In 2014, Google made an announcement that changed how every serious webmaster thinks about website security: HTTPS became an official ranking signal. A decade later, it remains one of the clearest and most actionable technical SEO factors you can control. If your site is still running on HTTP, you are giving your competitors a free advantage.

This article covers exactly what SSL certificates are, how they affect your rankings, and how to check whether your setup is configured correctly.

What Is an SSL Certificate?

SSL stands for Secure Sockets Layer — though the technology has since been updated to TLS (Transport Layer Security), the term SSL is still widely used. An SSL certificate is a digital file installed on your web server that does two things:

  • It encrypts data — any information passed between your visitor's browser and your server is scrambled so it cannot be intercepted by third parties.
  • It authenticates your identity — it proves to visitors and browsers that your website is genuinely owned by you and not an impersonator.

When an SSL certificate is correctly installed, your site URL changes from http:// to https:// and a padlock icon appears in the browser address bar.

How SSL Affects Google Rankings

Google confirmed HTTPS as a lightweight ranking signal back in 2014. While it is not as powerful as high-quality backlinks or relevant content, it acts as a tiebreaker — when two pages are otherwise equal, the HTTPS page will rank above the HTTP version.

More importantly, Google's Chrome browser now displays a prominent "Not Secure" warning on all HTTP pages. This warning has a measurable effect on user behaviour — visitors see it and immediately lose trust, increasing bounce rates and reducing the time spent on your site. Both of these engagement signals feed back into your rankings indirectly.

There is also the matter of referral data. When a visitor travels from an HTTPS site to an HTTP site, the referral information is stripped. Your analytics will show that traffic as direct rather than from its actual source, making it harder to understand where your visitors are coming from.

Common SSL Configuration Mistakes That Hurt SEO

Installing an SSL certificate is not enough on its own. Misconfigured HTTPS is one of the most common technical SEO issues we see on otherwise well-optimised websites. The most frequent mistakes are:

Mixed content — your page loads over HTTPS but still references some resources (images, scripts, stylesheets) over HTTP. Browsers block these resources or show security warnings, and Google may still classify the page as insecure.

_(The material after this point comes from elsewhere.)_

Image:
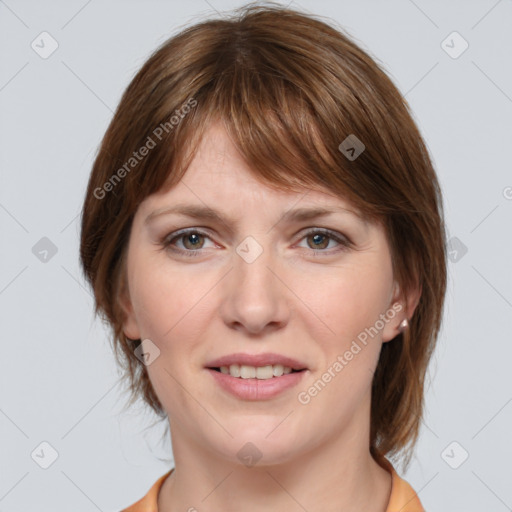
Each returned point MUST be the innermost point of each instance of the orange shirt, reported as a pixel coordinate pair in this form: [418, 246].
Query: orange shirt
[402, 499]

No redirect from HTTP to HTTPS — your site is accessible on both HTTP and HTTPS versions. This creates duplicate content issues and splits your link equity between two versions of the same page. You need a 301 redirect forcing all HTTP traffic to HTTPS.

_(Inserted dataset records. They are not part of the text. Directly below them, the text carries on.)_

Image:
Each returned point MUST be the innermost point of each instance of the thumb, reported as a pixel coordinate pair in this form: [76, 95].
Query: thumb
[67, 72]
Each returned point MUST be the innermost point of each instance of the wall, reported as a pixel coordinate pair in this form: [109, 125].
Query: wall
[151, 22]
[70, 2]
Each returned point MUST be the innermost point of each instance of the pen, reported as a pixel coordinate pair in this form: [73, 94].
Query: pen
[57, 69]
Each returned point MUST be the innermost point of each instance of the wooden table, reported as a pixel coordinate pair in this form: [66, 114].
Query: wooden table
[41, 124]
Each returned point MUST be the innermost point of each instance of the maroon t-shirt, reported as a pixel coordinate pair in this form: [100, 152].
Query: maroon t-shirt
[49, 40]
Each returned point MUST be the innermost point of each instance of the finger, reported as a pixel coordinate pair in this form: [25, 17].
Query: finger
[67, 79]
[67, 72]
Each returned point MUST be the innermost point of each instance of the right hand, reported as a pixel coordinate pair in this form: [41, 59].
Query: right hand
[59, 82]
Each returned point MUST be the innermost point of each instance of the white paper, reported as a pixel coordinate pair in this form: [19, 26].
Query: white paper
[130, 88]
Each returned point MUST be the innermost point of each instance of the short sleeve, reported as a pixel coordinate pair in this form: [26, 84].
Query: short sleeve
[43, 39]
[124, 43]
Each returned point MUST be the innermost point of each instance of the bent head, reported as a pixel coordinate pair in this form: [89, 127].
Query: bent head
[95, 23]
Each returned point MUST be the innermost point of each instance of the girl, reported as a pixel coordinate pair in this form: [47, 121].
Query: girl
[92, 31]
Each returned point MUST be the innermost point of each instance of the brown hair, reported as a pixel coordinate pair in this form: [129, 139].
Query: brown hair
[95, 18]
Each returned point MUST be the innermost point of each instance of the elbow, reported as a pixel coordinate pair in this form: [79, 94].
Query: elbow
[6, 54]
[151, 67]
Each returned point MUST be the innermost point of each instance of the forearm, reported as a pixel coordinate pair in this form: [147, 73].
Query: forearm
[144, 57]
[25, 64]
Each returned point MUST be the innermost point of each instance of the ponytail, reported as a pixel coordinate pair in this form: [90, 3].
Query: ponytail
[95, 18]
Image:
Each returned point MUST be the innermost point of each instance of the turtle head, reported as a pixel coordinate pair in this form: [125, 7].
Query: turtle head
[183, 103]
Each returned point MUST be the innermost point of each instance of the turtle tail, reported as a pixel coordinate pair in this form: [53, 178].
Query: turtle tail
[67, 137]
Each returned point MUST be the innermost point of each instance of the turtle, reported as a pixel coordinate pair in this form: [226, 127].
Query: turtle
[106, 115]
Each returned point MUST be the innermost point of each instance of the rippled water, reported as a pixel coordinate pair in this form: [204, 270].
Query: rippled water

Expired certificate — SSL certificates have expiry dates, typically 12 months. An expired certificate causes browsers to show a full-page security error, effectively making your site inaccessible to most visitors.

Wrong domain coverage — your certificate covers www.yourdomain.com but not yourdomain.com (or vice versa), causing errors for visitors who land on the uncovered version.

How to Check Your SSL Certificate

Our free SSL checker tool scans your website and reports back on your certificate status, expiry date, domain coverage, and whether your HTTP-to-HTTPS redirects are correctly configured. It takes seconds and requires no technical knowledge.

After checking your SSL, it is worth also running a page speed check — HTTPS can add a small amount of latency if not configured with modern protocols like HTTP/2, and speed is a direct ranking factor.

Getting an SSL Certificate

If your site does not yet have SSL, getting one is simpler than ever. Most reputable hosting providers — including Hostinger — offer free SSL certificates through Let's Encrypt, installable in one click from your hosting control panel. There is no longer any cost barrier to securing your site.

For e-commerce sites or any site handling sensitive user data, consider an Extended Validation (EV) or Organisation Validation (OV) certificate, which provides a higher level of identity verification and can increase visitor trust in payment and login pages.

After Installing SSL — Your SEO Checklist

  1. Set up a 301 redirect from all HTTP pages to their HTTPS equivalents
  2. Update your canonical tags to reference the HTTPS version
  3. Update your XML sitemap to use HTTPS URLs
  4. Update your Google Search Console property to track the HTTPS version
  5. Check for mixed content errors using your browser's developer tools
  6. Update any internal links that still point to HTTP URLs

Summary

HTTPS is table stakes for SEO in 2025. It provides a direct ranking signal, prevents user-trust-destroying security warnings, preserves referral data, and is now expected by every user who visits your site. If you have not yet migrated to HTTPS, it should be at the top of your technical SEO priority list. If you have, use our SSL checker to confirm your configuration is error-free.